Intermediate Guide to Tanking by Friedrick Psitalon
Making Life Easy On Your Tank – Resistances to Damage
Shields and armour both have a natural base resistance to damage:
Shields: 0% vs EM, 60% vs Explosive, 40% Kinetic, 20% Thermal.
Armour: 60% vs EM, 10% Explosive, 35% Kinetic, 35% Thermal.
The way this resistance works is very simple: if you were to take 100 points of explosive damage and your shields were still up (they have not already been destroyed), your shields would ignore 60 of those 100 points; only 40 would actually be applied to your shield total. If those 100 points were Electro Magnetic, however, your shields would not ignore any of the damage, and all 100 would be applied to your total remaining shields!
Similarly, armour has a strong suit – EM does little to harm it – and a weak suit – explosives do nearly full damage. The question that quickly arises to any intelligent player then: “What can I do to increase my resistance to X in my shields/armour?” Resistance upgrades go by several different names, depending on if they are armour or shield units, and passive or active in nature. A passive resistance module never needs to be turned on, and uses no capacitor, but usually uses a little power grid. An active resistance module uses no grid, but does actually need to be activated, and once you do activate it, your capacitor will begin to experience some drain. The benefit of an active resistance module, though, is that it tends to do a great deal more for your defences.

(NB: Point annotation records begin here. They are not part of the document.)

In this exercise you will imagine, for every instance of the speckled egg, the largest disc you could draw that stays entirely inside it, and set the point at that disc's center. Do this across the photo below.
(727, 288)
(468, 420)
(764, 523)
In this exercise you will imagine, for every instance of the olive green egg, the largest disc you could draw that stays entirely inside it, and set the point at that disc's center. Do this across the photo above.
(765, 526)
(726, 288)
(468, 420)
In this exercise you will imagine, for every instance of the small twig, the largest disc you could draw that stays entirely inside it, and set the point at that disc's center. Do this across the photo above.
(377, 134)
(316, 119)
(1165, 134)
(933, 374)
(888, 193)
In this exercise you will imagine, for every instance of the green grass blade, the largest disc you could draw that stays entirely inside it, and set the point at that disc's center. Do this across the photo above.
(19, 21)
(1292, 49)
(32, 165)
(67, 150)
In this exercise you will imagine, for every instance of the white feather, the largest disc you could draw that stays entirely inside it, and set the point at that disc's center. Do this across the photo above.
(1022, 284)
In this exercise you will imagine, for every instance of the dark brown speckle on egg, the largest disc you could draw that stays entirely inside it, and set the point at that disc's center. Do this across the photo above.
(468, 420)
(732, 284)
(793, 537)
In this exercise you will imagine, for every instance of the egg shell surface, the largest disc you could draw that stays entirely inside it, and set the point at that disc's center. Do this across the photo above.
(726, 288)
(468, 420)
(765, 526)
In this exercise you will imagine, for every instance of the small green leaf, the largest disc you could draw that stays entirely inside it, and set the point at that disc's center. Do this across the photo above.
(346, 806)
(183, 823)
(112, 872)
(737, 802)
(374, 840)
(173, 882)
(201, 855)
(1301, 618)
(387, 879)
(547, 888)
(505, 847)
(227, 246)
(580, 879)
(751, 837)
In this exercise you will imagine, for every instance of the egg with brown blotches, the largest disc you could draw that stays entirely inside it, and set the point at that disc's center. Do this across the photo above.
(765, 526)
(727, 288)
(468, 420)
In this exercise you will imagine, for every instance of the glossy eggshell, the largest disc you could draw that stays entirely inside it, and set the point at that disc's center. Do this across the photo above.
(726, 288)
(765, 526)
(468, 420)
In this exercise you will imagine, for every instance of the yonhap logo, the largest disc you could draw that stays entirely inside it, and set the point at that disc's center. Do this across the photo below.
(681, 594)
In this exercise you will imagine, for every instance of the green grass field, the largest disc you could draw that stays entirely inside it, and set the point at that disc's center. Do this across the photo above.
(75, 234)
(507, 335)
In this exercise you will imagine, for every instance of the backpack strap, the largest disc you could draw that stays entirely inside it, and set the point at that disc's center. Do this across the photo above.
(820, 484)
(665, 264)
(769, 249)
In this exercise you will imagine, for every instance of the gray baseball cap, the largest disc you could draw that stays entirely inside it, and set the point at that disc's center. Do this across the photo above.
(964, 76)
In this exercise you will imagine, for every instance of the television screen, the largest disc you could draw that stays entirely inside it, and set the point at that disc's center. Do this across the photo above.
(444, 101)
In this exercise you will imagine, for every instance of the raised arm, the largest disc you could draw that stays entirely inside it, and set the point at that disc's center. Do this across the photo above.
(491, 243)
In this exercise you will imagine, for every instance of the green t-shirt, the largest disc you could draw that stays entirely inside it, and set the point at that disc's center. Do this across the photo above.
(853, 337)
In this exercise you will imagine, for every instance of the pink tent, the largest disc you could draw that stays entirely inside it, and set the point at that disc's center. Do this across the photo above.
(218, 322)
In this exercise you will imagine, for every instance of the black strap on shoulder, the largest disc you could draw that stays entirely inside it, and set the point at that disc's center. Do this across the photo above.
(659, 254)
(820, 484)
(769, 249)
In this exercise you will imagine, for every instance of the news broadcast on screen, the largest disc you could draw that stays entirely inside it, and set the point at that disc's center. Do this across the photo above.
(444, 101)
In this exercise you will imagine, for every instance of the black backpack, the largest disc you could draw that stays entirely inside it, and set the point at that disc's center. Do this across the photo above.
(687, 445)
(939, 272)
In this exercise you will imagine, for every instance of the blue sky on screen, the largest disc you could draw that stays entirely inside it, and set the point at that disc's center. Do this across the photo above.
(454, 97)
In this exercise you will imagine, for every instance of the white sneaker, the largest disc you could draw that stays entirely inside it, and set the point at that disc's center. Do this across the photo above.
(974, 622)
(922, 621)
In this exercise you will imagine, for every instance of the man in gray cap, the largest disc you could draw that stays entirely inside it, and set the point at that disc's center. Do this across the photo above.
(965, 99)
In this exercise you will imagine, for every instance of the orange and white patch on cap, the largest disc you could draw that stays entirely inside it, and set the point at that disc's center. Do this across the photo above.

Passive shield resistance modules are called “Shield Resistance Amplifiers,” while passive armour resistance modules are either “Membranes” or “Plating” depending on which variety you choose. Active shield and armour resistance modules both go by the same name: “Hardeners.”
Why should I use a resistance module when I can just slap on another extender/armour plate?
Two reasons: first, extenders and armour plates tend to be quite hard on the grid and CPU, and in the case of armour plates, they also add to the total weight of the ship – slower, clumsier ships get hit more often! Secondly, many times, a resistance module actually adds more to the “true” hit point total of the ship than another armour plate would.
A ship with 3000 shield points actually has four different shield hit point totals. Since shields have no natural resistance to EM, the ship’s EM hit point total is exactly what it starts with: 3000. Shields have a 60% resistance to explosive damage; 60% of all explosive damage is ignored. Thus, to do 3000 points of explosive damage to a ship, you would actually have to do a great deal more. When 3000 explosive damage is applied, only 40% of that - 1200 gets through. You would have to do 7500 points of explosive damage to actually breach a 3000 point shield! Shocked A 3000 shield ship can actually withstand almost eight thousand points of explosive damage before the shield is defeated!
Using this knowledge, then, it is not always better to add an extender or an armour plate. A ship with 1000 shields/armour that added 100 more shields/armour is only adding another 100 points of total resistance, or 10% more “true” hit points. If, instead, the player added a kinetic resistance module that granted 50% (which most actives do) the ship would have a “true” hit point total of a great deal more. p>
Why shouldn’t I just use two kinetic hardeners? Then I’m immune to all kinetic damage, right? 100% added to my base 35, woo!
Not quite. When you add 50% resistance, it doesn’t actually stack perfectly with your base resistance. A 50% resistance hardener takes the amount of damage you would normally have taken after your ship’s base resistance (40 or 35, depending on shields/armour) and then cuts that damage by 50%. Another 50% hardener takes the total after the first hardener, and cuts that by 50% - effectively adding another 25% to your “true” resistance. (Half your damage removed, and then half of your half remaining.)
More modules are never bad, but in terms of “true” hit points added, you get the most defence by adding hardeners where you are weakest. 50% hardener to your shield EM resistance (base of 0) really does cut all incoming EM damage in half. 50% hardener to your armour EM, though, only cuts in half the damage that gets by your armour’s base level of 60%... half of the remaining 40% of damage, basically. There is also a penalty for stacking multiple modules of the same type of resistance – diminishing returns exist. Sparing the reader the painful math, the “best” number of a module that stacks you can use is three – more than that and the stacking penalties become brutal enough that nearly anything would probably be more useful.